Die erste Therapiephase ist erfolgreich durchgestanden? Chemotherapie und/oder Bestrahlung einigermaßen glimpflich gelaufen? Was für eine Erleichterung nimmt jetzt Raum! Oft schon habe ich erlebt, wie Menschen vor mir saßen und sagten: „Frau Wiesmann, jetzt will ich erstmal meine Ruhe haben und endlich wieder normal mein Leben genießen!“
Das kann ich nur zu gut verstehen.
Natürlich befördert diese Erleichterung nach langer Tapferkeit und Anspannung auch heilsame Prozesse.

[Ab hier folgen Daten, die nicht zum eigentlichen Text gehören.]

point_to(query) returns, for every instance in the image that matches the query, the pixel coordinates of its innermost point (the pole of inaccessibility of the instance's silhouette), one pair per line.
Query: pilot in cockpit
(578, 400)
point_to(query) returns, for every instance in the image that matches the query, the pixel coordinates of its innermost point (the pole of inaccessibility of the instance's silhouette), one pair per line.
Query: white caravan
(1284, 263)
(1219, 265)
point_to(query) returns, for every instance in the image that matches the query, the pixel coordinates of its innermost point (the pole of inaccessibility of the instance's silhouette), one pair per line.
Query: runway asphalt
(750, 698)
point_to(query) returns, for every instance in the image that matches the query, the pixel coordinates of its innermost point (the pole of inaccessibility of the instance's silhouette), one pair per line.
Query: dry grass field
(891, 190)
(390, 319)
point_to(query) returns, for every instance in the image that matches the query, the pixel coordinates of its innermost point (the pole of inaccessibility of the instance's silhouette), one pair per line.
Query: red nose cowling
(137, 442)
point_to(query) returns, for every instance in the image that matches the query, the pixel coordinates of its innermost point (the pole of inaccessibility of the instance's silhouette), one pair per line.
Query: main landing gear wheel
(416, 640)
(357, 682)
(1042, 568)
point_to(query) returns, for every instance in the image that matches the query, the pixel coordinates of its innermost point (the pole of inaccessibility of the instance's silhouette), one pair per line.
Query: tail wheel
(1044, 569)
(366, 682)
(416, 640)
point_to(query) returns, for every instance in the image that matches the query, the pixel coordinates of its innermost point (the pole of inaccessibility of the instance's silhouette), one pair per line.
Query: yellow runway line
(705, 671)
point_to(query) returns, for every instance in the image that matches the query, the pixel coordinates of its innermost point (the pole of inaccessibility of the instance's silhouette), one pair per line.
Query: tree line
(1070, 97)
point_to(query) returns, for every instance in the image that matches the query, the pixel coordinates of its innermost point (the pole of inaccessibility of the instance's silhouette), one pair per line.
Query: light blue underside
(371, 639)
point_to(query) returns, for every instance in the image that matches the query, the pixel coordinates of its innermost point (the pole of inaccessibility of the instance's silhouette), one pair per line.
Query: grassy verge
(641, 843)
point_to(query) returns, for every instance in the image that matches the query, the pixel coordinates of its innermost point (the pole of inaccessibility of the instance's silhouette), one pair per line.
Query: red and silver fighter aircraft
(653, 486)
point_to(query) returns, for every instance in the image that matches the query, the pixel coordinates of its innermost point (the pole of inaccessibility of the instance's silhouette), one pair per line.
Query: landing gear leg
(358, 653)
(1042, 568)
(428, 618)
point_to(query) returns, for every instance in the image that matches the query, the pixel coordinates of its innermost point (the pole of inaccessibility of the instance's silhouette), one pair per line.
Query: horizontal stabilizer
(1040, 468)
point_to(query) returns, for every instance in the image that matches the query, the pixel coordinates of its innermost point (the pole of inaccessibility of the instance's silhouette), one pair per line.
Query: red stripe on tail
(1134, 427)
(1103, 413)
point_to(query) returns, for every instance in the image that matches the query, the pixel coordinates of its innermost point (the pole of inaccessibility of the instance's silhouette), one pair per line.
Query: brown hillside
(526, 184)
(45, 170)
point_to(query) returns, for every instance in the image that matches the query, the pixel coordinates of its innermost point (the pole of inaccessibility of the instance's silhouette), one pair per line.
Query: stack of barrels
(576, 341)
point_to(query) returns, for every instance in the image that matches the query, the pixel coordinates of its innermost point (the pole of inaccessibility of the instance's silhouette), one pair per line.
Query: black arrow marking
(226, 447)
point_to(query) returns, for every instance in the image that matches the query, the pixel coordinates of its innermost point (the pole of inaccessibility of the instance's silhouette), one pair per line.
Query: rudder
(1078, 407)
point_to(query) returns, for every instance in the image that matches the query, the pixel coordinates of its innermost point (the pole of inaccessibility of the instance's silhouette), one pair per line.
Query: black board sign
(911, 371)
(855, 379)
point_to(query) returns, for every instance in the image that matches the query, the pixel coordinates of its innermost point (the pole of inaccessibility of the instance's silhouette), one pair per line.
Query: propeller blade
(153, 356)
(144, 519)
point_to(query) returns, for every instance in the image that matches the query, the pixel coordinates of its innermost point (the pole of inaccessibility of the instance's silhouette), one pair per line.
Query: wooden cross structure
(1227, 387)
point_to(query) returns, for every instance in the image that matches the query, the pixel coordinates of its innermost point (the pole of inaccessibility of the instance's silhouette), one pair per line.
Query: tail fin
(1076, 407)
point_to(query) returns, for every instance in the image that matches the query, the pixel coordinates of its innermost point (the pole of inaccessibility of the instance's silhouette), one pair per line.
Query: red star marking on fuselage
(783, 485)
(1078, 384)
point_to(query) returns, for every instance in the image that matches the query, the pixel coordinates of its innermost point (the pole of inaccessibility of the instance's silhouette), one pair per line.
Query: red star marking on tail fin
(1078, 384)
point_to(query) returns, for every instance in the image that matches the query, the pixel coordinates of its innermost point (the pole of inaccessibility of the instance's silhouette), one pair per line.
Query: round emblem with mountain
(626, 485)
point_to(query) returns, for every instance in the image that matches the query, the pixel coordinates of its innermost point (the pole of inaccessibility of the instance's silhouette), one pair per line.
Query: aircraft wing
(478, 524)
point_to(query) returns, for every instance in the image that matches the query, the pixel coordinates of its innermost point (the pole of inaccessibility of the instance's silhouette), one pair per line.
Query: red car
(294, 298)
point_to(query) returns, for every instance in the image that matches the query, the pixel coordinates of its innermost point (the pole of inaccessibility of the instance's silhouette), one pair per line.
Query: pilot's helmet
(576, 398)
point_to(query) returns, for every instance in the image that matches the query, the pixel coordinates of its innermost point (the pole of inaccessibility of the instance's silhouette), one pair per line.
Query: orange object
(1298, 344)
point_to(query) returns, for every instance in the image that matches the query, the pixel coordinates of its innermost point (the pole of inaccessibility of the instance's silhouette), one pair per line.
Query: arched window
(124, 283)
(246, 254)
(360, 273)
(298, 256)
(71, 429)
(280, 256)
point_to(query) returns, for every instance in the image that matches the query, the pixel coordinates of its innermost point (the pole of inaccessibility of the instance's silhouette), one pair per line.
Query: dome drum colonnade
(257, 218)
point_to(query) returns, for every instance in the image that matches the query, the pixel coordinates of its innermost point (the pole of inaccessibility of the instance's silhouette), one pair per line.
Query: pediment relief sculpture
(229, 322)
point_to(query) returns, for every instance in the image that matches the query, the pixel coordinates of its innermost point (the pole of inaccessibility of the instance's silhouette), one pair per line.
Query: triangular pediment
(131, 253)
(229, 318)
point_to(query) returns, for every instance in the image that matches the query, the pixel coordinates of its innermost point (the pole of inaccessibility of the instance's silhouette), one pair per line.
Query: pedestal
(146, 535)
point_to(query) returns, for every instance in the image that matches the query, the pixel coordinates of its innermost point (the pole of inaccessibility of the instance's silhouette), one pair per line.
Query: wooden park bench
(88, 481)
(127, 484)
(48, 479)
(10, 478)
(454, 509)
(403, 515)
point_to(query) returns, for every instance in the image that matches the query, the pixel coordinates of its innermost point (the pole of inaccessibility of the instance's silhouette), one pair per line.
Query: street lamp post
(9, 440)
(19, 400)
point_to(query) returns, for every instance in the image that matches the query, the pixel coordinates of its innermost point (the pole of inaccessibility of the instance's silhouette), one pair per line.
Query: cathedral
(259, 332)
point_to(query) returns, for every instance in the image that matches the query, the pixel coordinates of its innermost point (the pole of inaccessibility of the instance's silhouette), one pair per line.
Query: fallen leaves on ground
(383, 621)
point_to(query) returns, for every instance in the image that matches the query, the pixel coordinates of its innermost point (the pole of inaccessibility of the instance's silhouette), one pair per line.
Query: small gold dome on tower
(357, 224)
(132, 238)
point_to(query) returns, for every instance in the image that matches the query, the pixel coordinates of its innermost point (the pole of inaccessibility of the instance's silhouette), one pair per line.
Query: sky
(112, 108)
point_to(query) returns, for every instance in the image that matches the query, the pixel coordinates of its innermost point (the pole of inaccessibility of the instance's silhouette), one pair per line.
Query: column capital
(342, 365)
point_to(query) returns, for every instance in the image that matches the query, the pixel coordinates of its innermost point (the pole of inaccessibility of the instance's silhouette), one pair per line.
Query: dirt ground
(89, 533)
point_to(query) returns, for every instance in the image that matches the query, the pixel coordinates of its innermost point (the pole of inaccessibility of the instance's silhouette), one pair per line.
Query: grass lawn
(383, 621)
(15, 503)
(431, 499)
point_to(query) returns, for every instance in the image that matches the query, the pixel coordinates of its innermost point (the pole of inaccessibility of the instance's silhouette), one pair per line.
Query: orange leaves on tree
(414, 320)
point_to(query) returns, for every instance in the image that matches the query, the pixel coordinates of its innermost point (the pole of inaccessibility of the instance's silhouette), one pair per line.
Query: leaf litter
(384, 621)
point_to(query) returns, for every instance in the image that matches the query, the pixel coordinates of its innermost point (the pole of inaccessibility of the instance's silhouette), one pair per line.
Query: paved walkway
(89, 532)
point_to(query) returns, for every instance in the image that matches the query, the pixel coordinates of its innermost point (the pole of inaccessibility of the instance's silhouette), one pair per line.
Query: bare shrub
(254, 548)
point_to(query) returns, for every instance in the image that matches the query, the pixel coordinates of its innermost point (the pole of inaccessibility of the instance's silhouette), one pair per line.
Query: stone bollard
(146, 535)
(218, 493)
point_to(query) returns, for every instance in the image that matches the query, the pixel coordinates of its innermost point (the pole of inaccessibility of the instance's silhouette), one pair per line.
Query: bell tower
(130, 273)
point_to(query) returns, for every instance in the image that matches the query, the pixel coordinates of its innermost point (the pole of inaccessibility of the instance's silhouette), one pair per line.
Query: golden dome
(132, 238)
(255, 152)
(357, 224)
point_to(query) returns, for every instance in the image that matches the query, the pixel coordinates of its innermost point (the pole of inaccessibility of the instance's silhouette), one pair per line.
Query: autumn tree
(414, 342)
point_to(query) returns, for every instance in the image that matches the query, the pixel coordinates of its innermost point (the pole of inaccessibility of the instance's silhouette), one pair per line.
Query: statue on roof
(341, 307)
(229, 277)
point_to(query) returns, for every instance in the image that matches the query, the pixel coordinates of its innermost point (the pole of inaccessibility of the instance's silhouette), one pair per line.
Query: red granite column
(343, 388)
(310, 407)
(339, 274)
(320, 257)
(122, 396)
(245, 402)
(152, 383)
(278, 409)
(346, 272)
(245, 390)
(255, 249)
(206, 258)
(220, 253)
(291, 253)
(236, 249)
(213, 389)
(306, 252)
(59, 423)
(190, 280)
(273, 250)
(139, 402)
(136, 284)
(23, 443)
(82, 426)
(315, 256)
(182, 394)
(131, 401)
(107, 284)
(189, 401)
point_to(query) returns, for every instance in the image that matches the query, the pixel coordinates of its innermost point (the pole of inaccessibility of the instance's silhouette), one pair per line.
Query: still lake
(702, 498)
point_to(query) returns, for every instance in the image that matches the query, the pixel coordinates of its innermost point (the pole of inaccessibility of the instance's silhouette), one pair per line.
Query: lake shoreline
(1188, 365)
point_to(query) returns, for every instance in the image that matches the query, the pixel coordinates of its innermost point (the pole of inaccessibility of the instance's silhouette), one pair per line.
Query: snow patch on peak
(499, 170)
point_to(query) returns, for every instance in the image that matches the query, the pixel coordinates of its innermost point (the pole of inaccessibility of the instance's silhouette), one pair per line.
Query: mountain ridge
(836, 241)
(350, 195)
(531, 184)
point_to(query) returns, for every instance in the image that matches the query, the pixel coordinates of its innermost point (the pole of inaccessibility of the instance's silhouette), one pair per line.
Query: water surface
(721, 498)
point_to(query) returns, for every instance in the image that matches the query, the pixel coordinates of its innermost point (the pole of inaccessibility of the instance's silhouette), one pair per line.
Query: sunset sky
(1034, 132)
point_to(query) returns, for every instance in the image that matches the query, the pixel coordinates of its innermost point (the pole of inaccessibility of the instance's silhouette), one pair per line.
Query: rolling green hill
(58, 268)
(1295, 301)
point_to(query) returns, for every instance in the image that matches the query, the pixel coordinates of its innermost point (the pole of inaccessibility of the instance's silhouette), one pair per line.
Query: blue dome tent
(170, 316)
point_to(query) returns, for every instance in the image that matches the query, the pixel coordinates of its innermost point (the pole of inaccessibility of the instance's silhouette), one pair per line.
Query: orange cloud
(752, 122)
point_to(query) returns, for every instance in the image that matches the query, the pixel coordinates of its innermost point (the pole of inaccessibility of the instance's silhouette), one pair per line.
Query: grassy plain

Das Bedürfnis, dass sich nun nicht mehr alles immer um die Erkrankung dreht, nach einem „Alltagsleben“ ohne Bangen ist groß, berechtigt und braucht Raum.
Und doch: In mir als Therapeutin gibt es jedes Mal zwei Stimmen:
Die eine freut sich mit der oder dem Patienten. Auch für mich ist es eine Erleichterung, wenn ein Punkt der Besserung erreicht ist. Sehr gerne teile ich diese emotional positiv aufgeladene Situation mit meinem Gegenüber.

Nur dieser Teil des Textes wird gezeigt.